Quand je reviens du travail, la maison sent bon, les vêtements sont lavés et repassés, le chien est heureux, et mes enfants viennent me voir en se sentant parfaitement bien reçus. Quelques fois même, elle me prend dans ses bras ou bien nous a préparé le repas qu’elle a laissé dans le four.

Merci, Juanita et Fidelia.

Je continue de me demander : qui nettoie les maisons de celles et ceux qui lavent les nôtres ?

Si elles n’étaient pas là, serait-ce vraiment le désordre ? Les questions les plus dérangeantes sont celles qui nous interrogent dans notre manière d’être et de vivre.

Je pense ici aux déracinements de toutes celles qui sont arrivées étant enfant, seules, dans une maison inconnue, dans une ville inconnue, vivant dans le silence, enfermées ou maltraitées. Elles n’ont jamais demandé que cela arrive. Il s’agit d’adolescentes, probablement amérindiennes, qui ne parlent pas espagnol. Combien d’entre elles ont vieilli en s’occupant d’enfants qu’elles ne parviendront jamais à revoir ?Je pense à celles qui, aujourd’hui, gagnent 700 Quetzal (79,60 euros) par mois et travaillent 18 heures par jour, sans aucune allocation ou loi qui puissent les protéger, sans aucun jour de congé. Je pense également à toutes celles qui sont abusées sexuellement par les hommes vivant dans les maisons où elles travaillent.

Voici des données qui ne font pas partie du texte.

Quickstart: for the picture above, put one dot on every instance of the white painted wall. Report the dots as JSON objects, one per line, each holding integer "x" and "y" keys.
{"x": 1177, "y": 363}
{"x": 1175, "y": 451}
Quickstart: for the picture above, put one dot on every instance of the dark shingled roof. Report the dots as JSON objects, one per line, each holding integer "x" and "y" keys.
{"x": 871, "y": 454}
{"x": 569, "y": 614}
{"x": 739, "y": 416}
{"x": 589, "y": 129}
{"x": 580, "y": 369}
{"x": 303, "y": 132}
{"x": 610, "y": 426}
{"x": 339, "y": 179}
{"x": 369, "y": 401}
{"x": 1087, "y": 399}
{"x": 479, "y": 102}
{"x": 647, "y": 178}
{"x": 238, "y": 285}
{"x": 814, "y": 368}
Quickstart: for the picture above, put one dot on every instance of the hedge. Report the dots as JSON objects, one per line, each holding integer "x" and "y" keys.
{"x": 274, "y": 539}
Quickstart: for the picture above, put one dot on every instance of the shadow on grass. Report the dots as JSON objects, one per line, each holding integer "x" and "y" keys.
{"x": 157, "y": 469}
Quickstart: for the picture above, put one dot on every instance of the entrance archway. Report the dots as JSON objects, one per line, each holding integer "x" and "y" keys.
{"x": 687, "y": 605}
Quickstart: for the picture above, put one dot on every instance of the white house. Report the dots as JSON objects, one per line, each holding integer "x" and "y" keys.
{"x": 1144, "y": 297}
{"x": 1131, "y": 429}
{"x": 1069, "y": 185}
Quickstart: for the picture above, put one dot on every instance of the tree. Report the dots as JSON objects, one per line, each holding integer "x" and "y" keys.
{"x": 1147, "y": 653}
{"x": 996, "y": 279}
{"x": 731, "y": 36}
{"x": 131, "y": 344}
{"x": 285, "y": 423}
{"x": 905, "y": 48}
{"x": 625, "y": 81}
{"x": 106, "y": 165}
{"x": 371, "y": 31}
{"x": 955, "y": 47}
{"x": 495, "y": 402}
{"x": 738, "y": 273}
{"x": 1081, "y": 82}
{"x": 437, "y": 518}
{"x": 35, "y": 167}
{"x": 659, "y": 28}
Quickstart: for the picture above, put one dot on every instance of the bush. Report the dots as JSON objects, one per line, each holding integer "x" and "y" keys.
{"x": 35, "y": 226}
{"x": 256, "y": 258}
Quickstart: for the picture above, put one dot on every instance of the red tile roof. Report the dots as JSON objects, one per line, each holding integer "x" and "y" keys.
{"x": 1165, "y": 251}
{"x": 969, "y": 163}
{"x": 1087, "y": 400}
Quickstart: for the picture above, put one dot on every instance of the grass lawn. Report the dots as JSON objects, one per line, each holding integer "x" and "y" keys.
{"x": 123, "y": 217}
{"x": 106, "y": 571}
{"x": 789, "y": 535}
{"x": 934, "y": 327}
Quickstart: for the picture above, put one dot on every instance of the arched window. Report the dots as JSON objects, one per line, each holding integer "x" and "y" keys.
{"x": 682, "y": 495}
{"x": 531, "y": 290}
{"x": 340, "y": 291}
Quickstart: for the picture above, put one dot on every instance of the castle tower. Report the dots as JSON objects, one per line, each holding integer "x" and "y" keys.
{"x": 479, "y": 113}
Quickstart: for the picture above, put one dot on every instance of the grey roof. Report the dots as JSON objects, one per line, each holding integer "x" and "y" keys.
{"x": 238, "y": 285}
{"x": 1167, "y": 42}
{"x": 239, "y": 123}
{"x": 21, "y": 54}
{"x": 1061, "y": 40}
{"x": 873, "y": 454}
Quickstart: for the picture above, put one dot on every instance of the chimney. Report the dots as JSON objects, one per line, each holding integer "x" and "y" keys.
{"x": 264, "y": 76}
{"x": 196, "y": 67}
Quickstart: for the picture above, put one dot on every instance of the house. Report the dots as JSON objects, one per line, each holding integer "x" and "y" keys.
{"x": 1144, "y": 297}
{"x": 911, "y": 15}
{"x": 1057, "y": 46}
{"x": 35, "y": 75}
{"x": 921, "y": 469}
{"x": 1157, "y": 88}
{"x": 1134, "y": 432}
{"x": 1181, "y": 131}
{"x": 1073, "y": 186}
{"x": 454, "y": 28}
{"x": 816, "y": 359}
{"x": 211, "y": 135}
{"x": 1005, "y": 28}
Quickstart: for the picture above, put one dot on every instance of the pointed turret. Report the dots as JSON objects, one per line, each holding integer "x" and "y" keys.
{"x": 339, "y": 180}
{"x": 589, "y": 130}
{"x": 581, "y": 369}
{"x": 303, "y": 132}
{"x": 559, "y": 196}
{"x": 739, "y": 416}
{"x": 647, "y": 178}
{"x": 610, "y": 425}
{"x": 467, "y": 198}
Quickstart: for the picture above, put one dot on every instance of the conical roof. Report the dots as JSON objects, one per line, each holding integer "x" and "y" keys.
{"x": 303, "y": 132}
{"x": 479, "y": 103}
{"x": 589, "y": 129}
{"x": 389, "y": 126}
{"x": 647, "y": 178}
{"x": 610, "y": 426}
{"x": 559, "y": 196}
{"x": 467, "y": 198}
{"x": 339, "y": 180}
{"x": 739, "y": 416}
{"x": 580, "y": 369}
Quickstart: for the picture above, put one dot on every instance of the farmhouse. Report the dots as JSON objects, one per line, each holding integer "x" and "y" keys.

J’entends encore ces voix, pendant les réunions ou lors du thé, quand elles deviennent le bouc émissaire parfait. Ce sont elles qui font toujours mal les choses, sont maladroites et négligées, les voleuses des biens de la « patronne », les « idiotes » qui ne veulent rien faire. Que certaines d’entre elles le soient, c’est certain, tout comme chez les médecins, les femmes au foyer, les avocats. Il y en a partout. Sans que jamais cela ne devienne un sujet de conversation.

Je ne veux pas rouvrir ici le débat féministe des années 80 à propos de la division du travail et des femmes employant d’autres femmes pour réaliser ce que nous pouvons toutes et tous faire. Interroger le système et le changer dure des siècles. Combien le travail domestique invisible rapporte-t-il au développement, à la production et l’économie du pays ?

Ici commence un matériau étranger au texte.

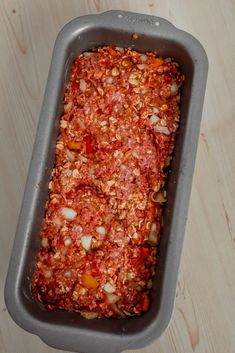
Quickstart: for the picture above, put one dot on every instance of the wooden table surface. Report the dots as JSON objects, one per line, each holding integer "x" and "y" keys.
{"x": 204, "y": 315}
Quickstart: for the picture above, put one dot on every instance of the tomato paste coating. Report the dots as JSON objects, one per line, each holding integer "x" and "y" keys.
{"x": 103, "y": 217}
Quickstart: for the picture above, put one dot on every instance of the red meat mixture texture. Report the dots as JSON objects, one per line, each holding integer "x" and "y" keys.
{"x": 103, "y": 217}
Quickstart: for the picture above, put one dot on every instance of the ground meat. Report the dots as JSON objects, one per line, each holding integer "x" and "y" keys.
{"x": 103, "y": 216}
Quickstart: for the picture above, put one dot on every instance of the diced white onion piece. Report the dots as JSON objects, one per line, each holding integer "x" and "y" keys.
{"x": 48, "y": 274}
{"x": 143, "y": 58}
{"x": 112, "y": 298}
{"x": 67, "y": 274}
{"x": 68, "y": 213}
{"x": 67, "y": 241}
{"x": 162, "y": 130}
{"x": 155, "y": 110}
{"x": 81, "y": 124}
{"x": 89, "y": 315}
{"x": 83, "y": 159}
{"x": 174, "y": 88}
{"x": 154, "y": 119}
{"x": 44, "y": 242}
{"x": 153, "y": 239}
{"x": 109, "y": 80}
{"x": 110, "y": 182}
{"x": 82, "y": 85}
{"x": 108, "y": 287}
{"x": 118, "y": 311}
{"x": 133, "y": 81}
{"x": 115, "y": 72}
{"x": 87, "y": 53}
{"x": 101, "y": 230}
{"x": 86, "y": 242}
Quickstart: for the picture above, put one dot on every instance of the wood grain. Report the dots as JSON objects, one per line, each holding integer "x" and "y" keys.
{"x": 204, "y": 316}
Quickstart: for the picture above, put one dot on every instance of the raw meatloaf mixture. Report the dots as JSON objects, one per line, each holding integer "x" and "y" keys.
{"x": 103, "y": 216}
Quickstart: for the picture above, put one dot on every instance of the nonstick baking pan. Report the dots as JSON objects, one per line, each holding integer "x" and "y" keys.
{"x": 68, "y": 330}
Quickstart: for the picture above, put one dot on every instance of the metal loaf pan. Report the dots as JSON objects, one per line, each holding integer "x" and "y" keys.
{"x": 68, "y": 330}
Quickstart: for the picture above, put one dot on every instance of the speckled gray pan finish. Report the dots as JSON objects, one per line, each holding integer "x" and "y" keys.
{"x": 68, "y": 330}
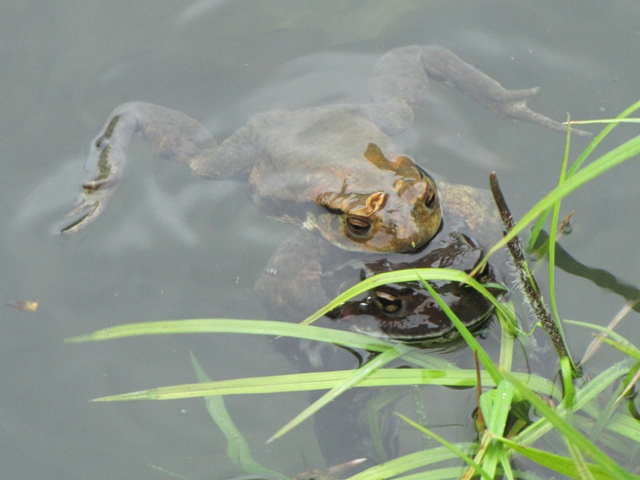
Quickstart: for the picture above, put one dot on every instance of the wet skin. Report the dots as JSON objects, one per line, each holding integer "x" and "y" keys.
{"x": 306, "y": 272}
{"x": 404, "y": 311}
{"x": 333, "y": 169}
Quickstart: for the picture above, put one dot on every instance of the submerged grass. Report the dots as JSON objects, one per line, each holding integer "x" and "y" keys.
{"x": 588, "y": 429}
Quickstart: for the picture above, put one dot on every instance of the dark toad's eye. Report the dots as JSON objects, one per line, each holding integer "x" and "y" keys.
{"x": 358, "y": 227}
{"x": 386, "y": 302}
{"x": 485, "y": 274}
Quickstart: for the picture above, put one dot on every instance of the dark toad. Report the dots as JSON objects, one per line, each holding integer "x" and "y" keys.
{"x": 333, "y": 169}
{"x": 306, "y": 272}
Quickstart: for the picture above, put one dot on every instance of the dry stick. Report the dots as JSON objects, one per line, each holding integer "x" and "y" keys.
{"x": 525, "y": 277}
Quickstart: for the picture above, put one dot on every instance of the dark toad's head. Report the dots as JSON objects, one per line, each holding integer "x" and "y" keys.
{"x": 408, "y": 312}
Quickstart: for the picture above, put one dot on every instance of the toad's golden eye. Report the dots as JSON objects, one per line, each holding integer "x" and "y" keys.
{"x": 485, "y": 274}
{"x": 386, "y": 302}
{"x": 358, "y": 227}
{"x": 431, "y": 196}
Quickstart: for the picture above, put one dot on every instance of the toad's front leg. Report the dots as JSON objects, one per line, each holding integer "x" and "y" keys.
{"x": 173, "y": 135}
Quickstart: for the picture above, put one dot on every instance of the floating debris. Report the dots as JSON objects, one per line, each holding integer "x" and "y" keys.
{"x": 25, "y": 305}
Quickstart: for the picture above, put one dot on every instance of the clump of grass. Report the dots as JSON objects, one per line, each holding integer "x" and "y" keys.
{"x": 575, "y": 415}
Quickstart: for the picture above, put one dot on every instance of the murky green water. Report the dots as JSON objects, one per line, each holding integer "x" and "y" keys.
{"x": 171, "y": 246}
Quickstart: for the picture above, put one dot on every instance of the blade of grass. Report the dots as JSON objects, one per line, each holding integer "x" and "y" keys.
{"x": 571, "y": 434}
{"x": 609, "y": 160}
{"x": 458, "y": 452}
{"x": 352, "y": 380}
{"x": 302, "y": 382}
{"x": 237, "y": 447}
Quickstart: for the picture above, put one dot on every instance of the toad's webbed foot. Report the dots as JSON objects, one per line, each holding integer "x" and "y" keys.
{"x": 399, "y": 78}
{"x": 173, "y": 135}
{"x": 106, "y": 161}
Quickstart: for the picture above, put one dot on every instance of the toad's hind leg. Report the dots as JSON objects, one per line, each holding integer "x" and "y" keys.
{"x": 399, "y": 81}
{"x": 173, "y": 135}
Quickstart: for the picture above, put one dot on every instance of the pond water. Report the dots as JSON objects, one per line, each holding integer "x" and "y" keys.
{"x": 171, "y": 246}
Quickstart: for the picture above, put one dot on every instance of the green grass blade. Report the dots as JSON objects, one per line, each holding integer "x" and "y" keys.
{"x": 560, "y": 464}
{"x": 571, "y": 434}
{"x": 237, "y": 447}
{"x": 458, "y": 452}
{"x": 609, "y": 160}
{"x": 250, "y": 327}
{"x": 302, "y": 382}
{"x": 352, "y": 380}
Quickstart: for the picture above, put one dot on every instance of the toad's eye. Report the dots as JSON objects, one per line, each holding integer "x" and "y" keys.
{"x": 431, "y": 196}
{"x": 485, "y": 274}
{"x": 358, "y": 227}
{"x": 386, "y": 302}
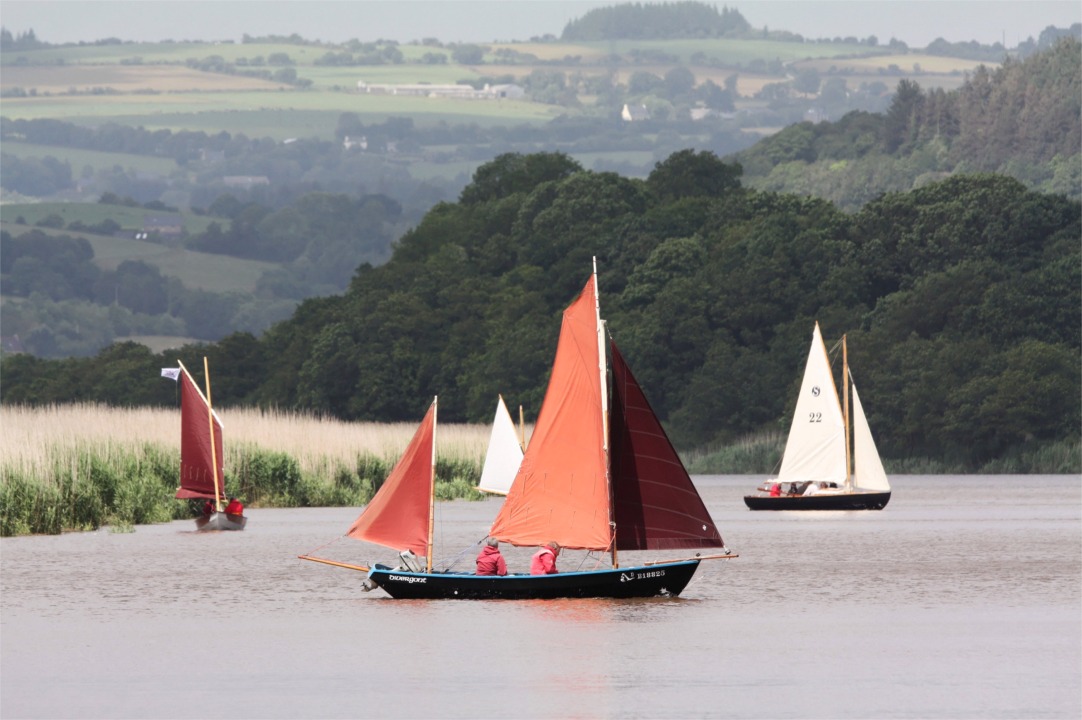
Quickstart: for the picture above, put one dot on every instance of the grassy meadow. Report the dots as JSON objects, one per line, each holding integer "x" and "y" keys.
{"x": 81, "y": 467}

Je souhaite aujourd’hui valoriser le fait qu’elles se soient organisées pour rencontrer le Comité d’Expertes de la Cedaw, qui a recommandé au Gouvernement du Guatemala, de rendre viables les dispositions de la Convention 189 de l’OIT en matière de lutte contre les discriminations envers les femmes au travail.

Cela est rendu possible par la proposition de loi 4981 actuellement en seconde lecture au Congrès. J’espère vivement que cette proposition de loi aboutira pour que ce travail leur soit reconnu avec toute la dignité et la justice que nous leur devons.